Background
Enzyme turnover numbers ( \({\text{K}}_{\text{cat}}\) ) are fundamental kinetic constants that quantify enzymatic efficiency. Systematic studies of \({\text{K}}_{\text{cat}}\) are essential for characterizing the mechanisms underlying proteomic composition and cellular metabolism. However, experimental measurements of \({\text{K}}_{\text{cat}}\) remain limited and prone to noise.
Results
To address this, we present KcatNet, a geometric deep learning model designed for high-throughput prediction of \({\text{K}}_{\text{cat}}\) in metabolic enzymes across all organisms, leveraging paired enzyme sequence and substrate representations. KcatNet consistently outperforms existing predictors, particularly for enzymes with high catalytic efficiency, and demonstrates strong generalization to enzymes that are dissimilar to those in the training set.
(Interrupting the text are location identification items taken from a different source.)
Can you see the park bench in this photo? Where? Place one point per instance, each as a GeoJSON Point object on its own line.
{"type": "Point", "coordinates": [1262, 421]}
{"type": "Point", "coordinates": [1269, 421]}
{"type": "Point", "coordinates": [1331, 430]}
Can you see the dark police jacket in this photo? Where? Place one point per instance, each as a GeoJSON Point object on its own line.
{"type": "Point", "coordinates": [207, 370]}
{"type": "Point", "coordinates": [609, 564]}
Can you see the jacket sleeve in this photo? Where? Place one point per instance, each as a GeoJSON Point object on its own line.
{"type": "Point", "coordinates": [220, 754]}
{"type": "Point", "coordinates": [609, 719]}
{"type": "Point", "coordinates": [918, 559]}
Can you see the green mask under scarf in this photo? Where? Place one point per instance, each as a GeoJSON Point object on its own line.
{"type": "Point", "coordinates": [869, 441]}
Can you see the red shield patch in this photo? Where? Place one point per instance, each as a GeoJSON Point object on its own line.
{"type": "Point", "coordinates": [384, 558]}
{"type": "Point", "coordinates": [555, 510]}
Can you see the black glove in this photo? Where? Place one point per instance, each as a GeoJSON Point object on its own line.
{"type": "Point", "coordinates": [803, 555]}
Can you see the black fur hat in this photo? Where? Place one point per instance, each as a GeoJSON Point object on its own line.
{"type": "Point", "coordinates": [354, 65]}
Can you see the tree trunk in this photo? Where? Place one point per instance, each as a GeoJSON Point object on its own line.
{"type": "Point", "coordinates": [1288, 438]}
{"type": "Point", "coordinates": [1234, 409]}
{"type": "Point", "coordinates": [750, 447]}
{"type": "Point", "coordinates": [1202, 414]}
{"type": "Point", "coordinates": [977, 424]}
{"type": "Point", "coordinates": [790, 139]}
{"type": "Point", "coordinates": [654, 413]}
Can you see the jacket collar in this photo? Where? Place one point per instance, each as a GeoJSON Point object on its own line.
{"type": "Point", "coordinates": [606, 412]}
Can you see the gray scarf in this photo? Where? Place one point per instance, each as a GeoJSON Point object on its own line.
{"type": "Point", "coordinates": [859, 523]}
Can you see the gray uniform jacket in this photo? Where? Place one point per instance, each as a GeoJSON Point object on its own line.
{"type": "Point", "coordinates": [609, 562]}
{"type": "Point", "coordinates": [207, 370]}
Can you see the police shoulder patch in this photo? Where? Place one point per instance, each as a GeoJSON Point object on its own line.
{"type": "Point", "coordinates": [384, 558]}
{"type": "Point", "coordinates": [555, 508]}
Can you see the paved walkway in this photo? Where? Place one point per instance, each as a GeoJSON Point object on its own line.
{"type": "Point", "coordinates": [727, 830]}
Furthermore, KcatNet uncovers structural mechanisms and interaction patterns within enzyme–substrate complexes, providing insights into architectural principles that are inaccessible with existing methods by harnessing the representational power of large-scale protein language models. We apply KcatNet to genome-scale \({\text{K}}_{\text{cat}}\) prediction across diverse yeast species, improving proteome allocation predictions by integrating its outputs into metabolic models. Experimental validation confirms the model's ability to identify enzyme mutants with enhanced activity.
Conclusion
By bridging the gap between sequence, structure, and function, KcatNet establishes a robust foundation for advancing understanding of molecular-level mechanisms and accelerating enzyme engineering efforts.